Einerseits ergibt sich die Möglichkeit zu zeigen, in welchem Bereich man hier forscht. So öffnen wir uns für interessierte Bremerinnen und Bremer, die einfach mal hinter die Kulissen unserer Arbeit schauen wollen. Andererseits ist es für uns die Möglichkeit, den Luft- und Raumfahrtstandort Bremen zu pushen und zu zeigen, was wir alles so können.


Vielen BürgerInnen ist nicht bewusst, was diese Stadt für eine Bedeutung in dem Bereich Luft- und Raumfahrt hat. Außerdem können wir in diesem Rahmen auch noch einmal Anknüpfungspunkte mit den anderen Firmen finden, da man viele Projekte zusammen realisiert. Man sieht viele bekannte Gesichter, aber es sind auch viele Partner dabei, die man noch nicht persönlich kennt.

Welche Programmangebote steuerte das IAT im Raumfahrtjahr Bremen bei?

Wir boten all unsere Projekte in einem IAT Open House an. Das war die gebündelte Lösung - anstatt uns auf einzelnen Schauplätzen immer mal wieder zu zeigen, haben wir uns auf einen Tag geeinigt, an dem wir von morgens bis abends präsentieren, was wir machen: und das ganz anschaulich mit Quadrocopter-Rennen, zündenden Hybridtriebwerken und Dingen, die man wirklich sonst nicht so sieht. Wir führten unsere Gaslagertische vor, die Besucher konnten mit dem Flugsimulator fliegen oder mit der Virtual-Reality-Brille einen Eindruck von Schwerelosigkeit bekommen. Da war also wirklich alles mit dabei.

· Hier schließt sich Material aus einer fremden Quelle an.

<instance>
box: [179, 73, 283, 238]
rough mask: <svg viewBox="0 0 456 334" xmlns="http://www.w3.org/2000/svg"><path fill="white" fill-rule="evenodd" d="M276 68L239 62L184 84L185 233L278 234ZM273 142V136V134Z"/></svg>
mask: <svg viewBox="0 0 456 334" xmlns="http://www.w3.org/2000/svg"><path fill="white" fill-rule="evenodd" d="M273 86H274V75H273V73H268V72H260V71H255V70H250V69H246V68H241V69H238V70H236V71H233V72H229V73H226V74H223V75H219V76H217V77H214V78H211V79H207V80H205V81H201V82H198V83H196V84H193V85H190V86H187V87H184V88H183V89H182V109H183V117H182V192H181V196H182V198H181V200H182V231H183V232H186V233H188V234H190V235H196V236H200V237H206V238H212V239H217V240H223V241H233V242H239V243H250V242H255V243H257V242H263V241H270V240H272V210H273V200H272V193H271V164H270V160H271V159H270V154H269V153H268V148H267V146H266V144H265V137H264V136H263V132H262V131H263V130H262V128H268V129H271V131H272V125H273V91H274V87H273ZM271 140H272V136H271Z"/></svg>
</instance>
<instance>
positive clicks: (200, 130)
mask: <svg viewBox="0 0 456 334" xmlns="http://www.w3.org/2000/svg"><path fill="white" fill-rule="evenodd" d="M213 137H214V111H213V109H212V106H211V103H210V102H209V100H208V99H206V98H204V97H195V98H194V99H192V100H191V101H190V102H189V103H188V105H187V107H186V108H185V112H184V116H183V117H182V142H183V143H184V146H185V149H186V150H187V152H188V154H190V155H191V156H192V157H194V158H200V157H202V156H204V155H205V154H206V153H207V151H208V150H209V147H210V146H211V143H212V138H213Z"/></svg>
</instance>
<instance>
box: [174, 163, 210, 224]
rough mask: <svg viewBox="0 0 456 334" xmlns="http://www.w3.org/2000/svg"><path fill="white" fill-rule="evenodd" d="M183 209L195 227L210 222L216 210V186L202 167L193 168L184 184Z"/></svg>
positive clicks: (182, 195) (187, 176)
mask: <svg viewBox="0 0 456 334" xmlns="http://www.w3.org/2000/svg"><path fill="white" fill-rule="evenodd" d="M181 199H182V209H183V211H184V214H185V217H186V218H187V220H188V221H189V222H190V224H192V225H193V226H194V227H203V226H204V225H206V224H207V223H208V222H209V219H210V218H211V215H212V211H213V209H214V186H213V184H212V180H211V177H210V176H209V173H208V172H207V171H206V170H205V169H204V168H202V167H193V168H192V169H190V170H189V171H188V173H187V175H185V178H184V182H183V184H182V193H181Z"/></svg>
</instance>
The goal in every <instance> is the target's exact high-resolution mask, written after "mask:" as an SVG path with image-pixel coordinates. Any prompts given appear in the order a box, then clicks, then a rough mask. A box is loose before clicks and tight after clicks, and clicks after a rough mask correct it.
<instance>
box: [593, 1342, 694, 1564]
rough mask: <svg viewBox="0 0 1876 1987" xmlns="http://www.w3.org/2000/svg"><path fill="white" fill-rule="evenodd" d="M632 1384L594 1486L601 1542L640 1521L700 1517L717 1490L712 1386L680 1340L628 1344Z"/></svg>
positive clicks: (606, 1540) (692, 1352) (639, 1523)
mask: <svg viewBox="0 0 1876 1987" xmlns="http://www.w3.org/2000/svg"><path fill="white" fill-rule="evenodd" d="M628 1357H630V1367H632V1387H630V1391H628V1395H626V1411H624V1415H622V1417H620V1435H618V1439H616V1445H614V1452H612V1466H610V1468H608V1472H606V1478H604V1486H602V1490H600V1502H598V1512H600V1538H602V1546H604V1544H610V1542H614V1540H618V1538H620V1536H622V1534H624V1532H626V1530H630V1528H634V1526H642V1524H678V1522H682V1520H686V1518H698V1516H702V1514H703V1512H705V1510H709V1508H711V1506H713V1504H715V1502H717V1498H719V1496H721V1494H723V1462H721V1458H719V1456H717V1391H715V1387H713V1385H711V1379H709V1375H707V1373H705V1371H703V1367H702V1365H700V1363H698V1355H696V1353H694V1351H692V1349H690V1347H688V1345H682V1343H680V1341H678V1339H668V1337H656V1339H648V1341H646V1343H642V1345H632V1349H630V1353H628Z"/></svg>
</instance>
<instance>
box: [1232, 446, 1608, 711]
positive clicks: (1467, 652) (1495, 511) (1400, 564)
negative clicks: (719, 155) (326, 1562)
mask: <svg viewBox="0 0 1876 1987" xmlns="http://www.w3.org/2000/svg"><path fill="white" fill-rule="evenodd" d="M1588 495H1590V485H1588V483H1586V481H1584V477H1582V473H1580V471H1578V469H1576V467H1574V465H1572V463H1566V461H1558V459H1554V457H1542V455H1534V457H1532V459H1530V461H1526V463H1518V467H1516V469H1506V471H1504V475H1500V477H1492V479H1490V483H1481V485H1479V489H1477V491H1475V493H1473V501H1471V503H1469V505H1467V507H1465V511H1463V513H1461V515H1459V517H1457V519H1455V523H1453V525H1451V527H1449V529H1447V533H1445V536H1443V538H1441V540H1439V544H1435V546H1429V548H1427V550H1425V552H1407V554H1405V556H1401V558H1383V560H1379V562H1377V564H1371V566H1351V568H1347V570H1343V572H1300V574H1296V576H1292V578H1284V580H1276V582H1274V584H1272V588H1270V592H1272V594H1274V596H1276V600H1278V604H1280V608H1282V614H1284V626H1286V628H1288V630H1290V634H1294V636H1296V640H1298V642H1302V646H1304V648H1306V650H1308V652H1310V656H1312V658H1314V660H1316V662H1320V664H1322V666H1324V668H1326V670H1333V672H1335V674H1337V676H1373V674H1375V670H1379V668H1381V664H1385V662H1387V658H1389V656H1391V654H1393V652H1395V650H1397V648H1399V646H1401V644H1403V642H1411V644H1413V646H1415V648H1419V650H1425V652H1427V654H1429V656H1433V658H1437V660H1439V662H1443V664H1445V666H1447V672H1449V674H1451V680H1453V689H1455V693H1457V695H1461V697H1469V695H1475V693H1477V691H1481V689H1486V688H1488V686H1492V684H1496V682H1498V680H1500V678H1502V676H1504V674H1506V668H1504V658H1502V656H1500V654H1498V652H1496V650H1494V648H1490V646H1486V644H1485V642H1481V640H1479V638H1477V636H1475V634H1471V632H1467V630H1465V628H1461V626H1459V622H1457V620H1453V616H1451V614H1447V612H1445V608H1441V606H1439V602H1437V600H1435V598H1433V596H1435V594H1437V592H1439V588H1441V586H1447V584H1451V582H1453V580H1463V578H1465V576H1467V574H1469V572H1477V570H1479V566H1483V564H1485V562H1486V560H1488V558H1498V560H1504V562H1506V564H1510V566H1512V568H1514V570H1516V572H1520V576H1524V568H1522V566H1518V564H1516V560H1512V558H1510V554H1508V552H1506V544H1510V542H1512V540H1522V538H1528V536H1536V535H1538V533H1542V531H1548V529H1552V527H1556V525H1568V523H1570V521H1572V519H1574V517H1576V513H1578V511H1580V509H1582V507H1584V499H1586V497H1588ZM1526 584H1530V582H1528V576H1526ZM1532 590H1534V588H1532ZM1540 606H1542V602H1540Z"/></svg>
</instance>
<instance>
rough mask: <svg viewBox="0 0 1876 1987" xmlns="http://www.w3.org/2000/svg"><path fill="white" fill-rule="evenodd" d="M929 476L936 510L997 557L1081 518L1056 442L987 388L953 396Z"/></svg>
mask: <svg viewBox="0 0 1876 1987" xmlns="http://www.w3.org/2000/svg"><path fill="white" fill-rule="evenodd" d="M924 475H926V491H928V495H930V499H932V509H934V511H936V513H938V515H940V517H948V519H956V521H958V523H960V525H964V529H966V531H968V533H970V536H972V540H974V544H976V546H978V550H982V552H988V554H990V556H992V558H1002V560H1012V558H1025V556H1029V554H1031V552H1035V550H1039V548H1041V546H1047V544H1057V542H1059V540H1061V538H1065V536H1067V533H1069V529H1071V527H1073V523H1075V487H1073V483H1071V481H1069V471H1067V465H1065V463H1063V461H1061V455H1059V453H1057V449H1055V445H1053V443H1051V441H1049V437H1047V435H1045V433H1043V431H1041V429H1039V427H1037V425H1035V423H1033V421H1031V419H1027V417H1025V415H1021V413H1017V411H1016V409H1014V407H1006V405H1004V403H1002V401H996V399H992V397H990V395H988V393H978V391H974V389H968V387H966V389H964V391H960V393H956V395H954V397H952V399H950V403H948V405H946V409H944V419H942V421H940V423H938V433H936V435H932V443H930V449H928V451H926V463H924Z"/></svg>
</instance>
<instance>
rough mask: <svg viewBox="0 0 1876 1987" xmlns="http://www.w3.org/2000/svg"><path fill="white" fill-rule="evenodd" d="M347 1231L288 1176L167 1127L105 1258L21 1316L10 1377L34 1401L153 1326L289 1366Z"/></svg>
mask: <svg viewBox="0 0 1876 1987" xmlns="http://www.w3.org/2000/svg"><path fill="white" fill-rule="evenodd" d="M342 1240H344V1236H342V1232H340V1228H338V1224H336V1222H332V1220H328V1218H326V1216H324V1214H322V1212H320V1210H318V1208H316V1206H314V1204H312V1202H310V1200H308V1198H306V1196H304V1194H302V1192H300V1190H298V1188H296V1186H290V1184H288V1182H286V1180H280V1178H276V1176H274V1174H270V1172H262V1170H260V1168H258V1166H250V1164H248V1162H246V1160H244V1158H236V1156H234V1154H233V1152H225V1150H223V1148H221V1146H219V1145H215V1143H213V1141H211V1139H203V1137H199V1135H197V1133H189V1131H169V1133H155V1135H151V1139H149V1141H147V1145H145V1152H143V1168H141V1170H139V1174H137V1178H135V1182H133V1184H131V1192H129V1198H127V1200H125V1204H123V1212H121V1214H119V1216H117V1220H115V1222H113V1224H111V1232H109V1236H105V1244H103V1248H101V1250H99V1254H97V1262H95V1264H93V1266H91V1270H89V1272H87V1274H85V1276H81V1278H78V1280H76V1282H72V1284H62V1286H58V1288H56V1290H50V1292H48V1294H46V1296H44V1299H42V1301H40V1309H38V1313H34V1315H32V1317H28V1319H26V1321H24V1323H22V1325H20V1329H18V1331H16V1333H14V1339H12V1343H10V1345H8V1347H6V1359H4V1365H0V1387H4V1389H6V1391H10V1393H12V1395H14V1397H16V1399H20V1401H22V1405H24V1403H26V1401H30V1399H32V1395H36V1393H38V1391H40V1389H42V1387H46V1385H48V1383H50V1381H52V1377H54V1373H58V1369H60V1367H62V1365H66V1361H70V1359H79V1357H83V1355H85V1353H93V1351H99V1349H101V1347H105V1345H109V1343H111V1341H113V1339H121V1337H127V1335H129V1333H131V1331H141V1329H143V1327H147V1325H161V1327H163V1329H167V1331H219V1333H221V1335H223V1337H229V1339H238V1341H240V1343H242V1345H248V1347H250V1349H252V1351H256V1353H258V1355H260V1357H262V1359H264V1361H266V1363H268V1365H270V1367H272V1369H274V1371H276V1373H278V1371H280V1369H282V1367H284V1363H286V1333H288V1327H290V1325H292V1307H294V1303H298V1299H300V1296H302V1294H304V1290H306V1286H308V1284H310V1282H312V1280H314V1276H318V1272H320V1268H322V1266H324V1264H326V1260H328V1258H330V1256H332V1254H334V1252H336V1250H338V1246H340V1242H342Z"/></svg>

Umrahmt war das Ganze von einem Grillfest und einem gemeinsamen Zusammensein. Im Endeffekt ist unser Ziel, Nachwuchs für den Bereich zu begeistern. SchülerInnen und Studierende sollen einen Eindruck gewinnen, in welche Richtung die Reise gehen kann. Deshalb haben wir zum Beispiel auch unseren Career-Service-Bereich eingebunden, bei dem man zum Beispiel das schnellste Bewerbungstraining der Welt machen kann.


Vom 30.8. bis 1.9. 2018 haben wir auch im Bürgerpark bei der Veranstaltung "Explore Science" der Klaus Tschira Stiftung mitgewirkt. Darüber hinaus gab es über die Wirtschaftsförderung Bremen und weiteren Partnern des Raumfahrtjahres viele Aktionen in Radiosendern oder online, für die sie Experten aus dem Bereich Luft- und Raumfahrt brauchten, und da standen natürlich unsere Professoren gerne für die Beantwortung von Fragen zur Verfügung.